I try to watch. I hear moans to my left. I turn my head slowly and see Baghdatis on the next table. His team is working on him. They stretch his quad, his hamstring cramps. They stretch his hamstring, his quad cramps. He tries to lie flat, his groin cramps. He curls into a ball and begs them to leave him be. Everyone clears out of the locker room. It’s just the two of us. I turn back to the TV.
Moments later something makes me turn back to Baghdatis. He’s smiling at me. Happy or nervous? Maybe both. I smile back.
I hear my name coming from the TV. I turn my head. Highlights from the match. The first two sets, so misleadingly easy. The third, Baghdatis starting to believe. The fourth, a knife fight. The fifth, the never-ending ninth game. Some of the best tennis I’ve ever played. Some of the best I’ve ever seen. The commentator calls it a classic.
In my peripheral vision I detect slight movement. I turn to see Baghdatis extending his hand. His face says, We did that. I reach out, take his hand, and we remain this way, holding hands, as the TV flickers with scenes of our savage battle.
At last I let my mind go where it’s wanted to go. I can’t stop it anymore. No longer asking politely, my mind is now forcibly spinning me into the past. And because my mind notes and records the slightest details, I see everything with bright, startling clarity, every setback, victory, rivalry, tantrum, paycheck, girlfriend, betrayal, reporter, wife, child, outfit, fan letter, grudge match, and crying jag. As if a second TV above me were showing highlights from the last twenty-nine years, it all flies past in a high-def whirl.
People often ask what it’s like, this tennis life, and I can never think how to describe it. But that word comes closest. More than anything else, it’s a wrenching, thrilling, horrible, astonishing whirl. It even exerts a faint centrifugal force, which I’ve spent three decades fighting.
Now, lying on my back under Arthur Ashe Stadium, holding hands with a vanquished opponent and waiting for someone to come help us, I do the only thing I can do. I stop fighting it. I just close my eyes and watch.
1
I’M SEVEN YEARS OLD, talking to myself, because I’m scared, and because I’m the only person who listens to me. Under my breath I whisper: Just quit, Andre, just give up. Put down your racket and walk off this court, right now. Go into the house and get something good to eat. Play with Rita, Philly, or Tami. Sit with Mom while she knits or does her jigsaw puzzle.
Doesn’t that sound nice?
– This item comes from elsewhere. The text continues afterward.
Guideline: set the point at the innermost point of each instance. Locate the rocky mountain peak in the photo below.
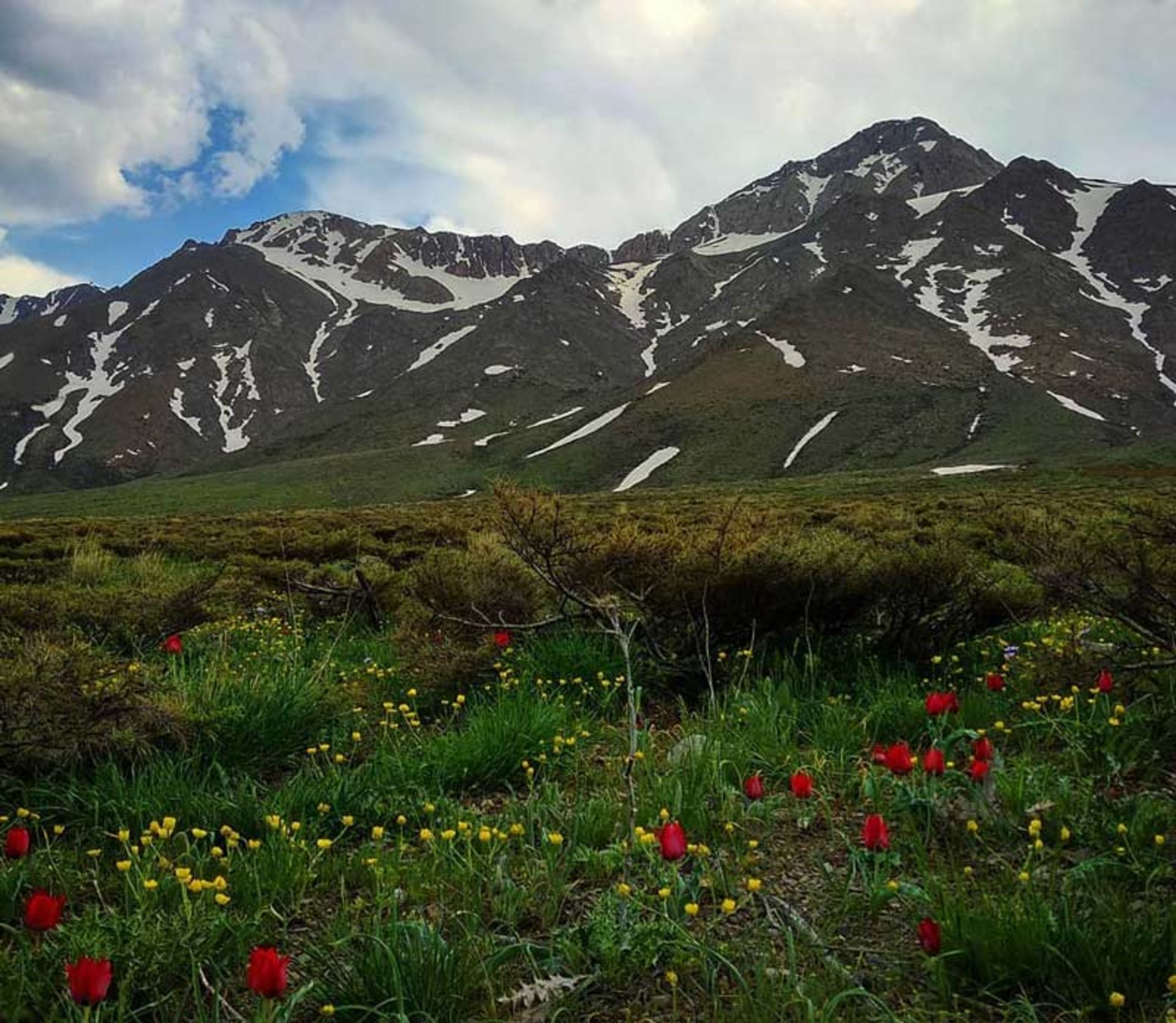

Wouldn’t that feel like heaven, Andre? To just quit? To never play tennis again?
But I can’t. Not only would my father chase me around the house with my racket, but something in my gut, some deep unseen muscle, won’t let me. I hate tennis, hate it with all my heart, and still I keep playing, keep hitting all morning, and all afternoon, because I have no choice. No matter how much I want to stop, I don’t. I keep begging myself to stop, and I keep playing, and this gap, this contradiction between what I want to do and what I actually do, feels like the core of my life.
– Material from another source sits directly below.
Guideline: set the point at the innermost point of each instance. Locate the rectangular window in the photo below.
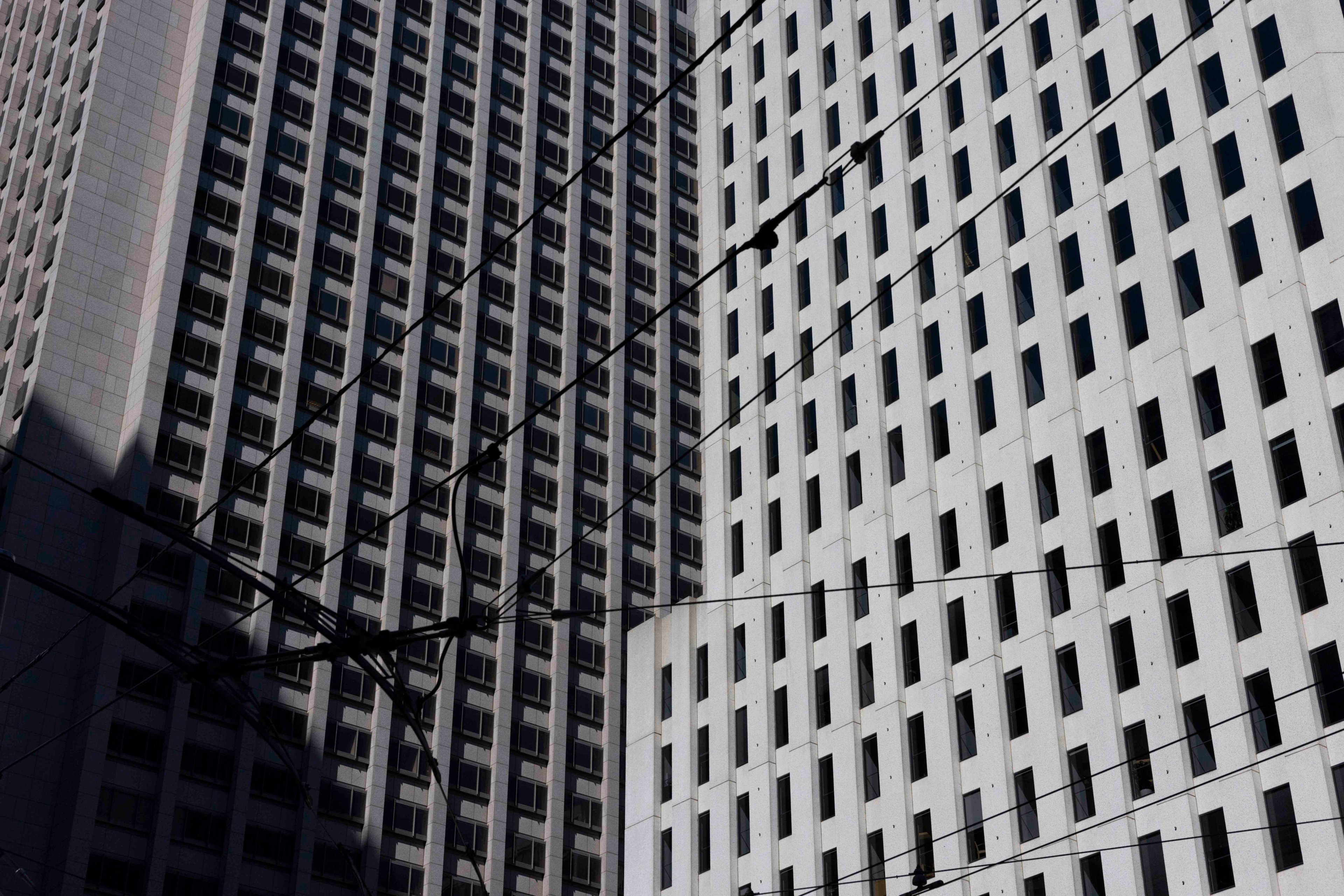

At the moment my hatred for tennis is focused on the dragon, a ball machine modified by my fire-belching father. Midnight black, set on big rubber wheels, the word PRINCE painted in white block letters along its base, the dragon looks at first glance like the ball machine at every country club in America, but it’s actually a living, breathing creature straight out of my comic books. The dragon has a brain, a will, a black heart - and a horrifying voice. Sucking another ball into its belly, the dragon makes a series of sickening sounds. As pressure builds inside its throat, it groans. As the ball rises slowly to its mouth, it shrieks. For a moment the dragon sounds almost silly, like the fudge machine swallowing Augustus Gloop in Willy Wonka & the Chocolate Factory. But when the dragon takes dead aim at me and fires a ball 110 miles an hour, the sound it makes is a bloodcurdling roar. I flinch every time.
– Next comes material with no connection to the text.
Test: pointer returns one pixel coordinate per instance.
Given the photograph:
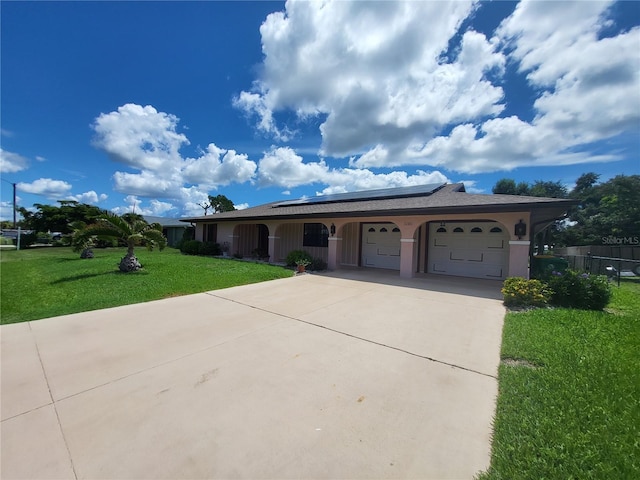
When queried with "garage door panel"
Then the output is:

My father has deliberately made the dragon fearsome. He’s given it an extra-long neck of aluminum tubing, and a narrow aluminum head, which recoils like a whip every time the dragon fires. He’s also set the dragon on a base several feet high, and moved it flush against the net, so the dragon towers above me. At seven years old I’m small for my age. (I look smaller because of my constant wince and the bimonthly bowl haircuts my father gives me.) But when standing before the dragon, I look tiny. Feel tiny. Helpless.
My father wants the dragon to tower over me not simply because it commands my attention and respect. He wants the balls that shoot from the dragon’s mouth to land at my feet as if dropped from an airplane. The trajectory makes the balls nearly impossible to return in a conventional way: I need to hit every ball on the rise, or else it will bounce over my head. But even that’s not enough for my father. Hit earlier, he yells. Hit earlier.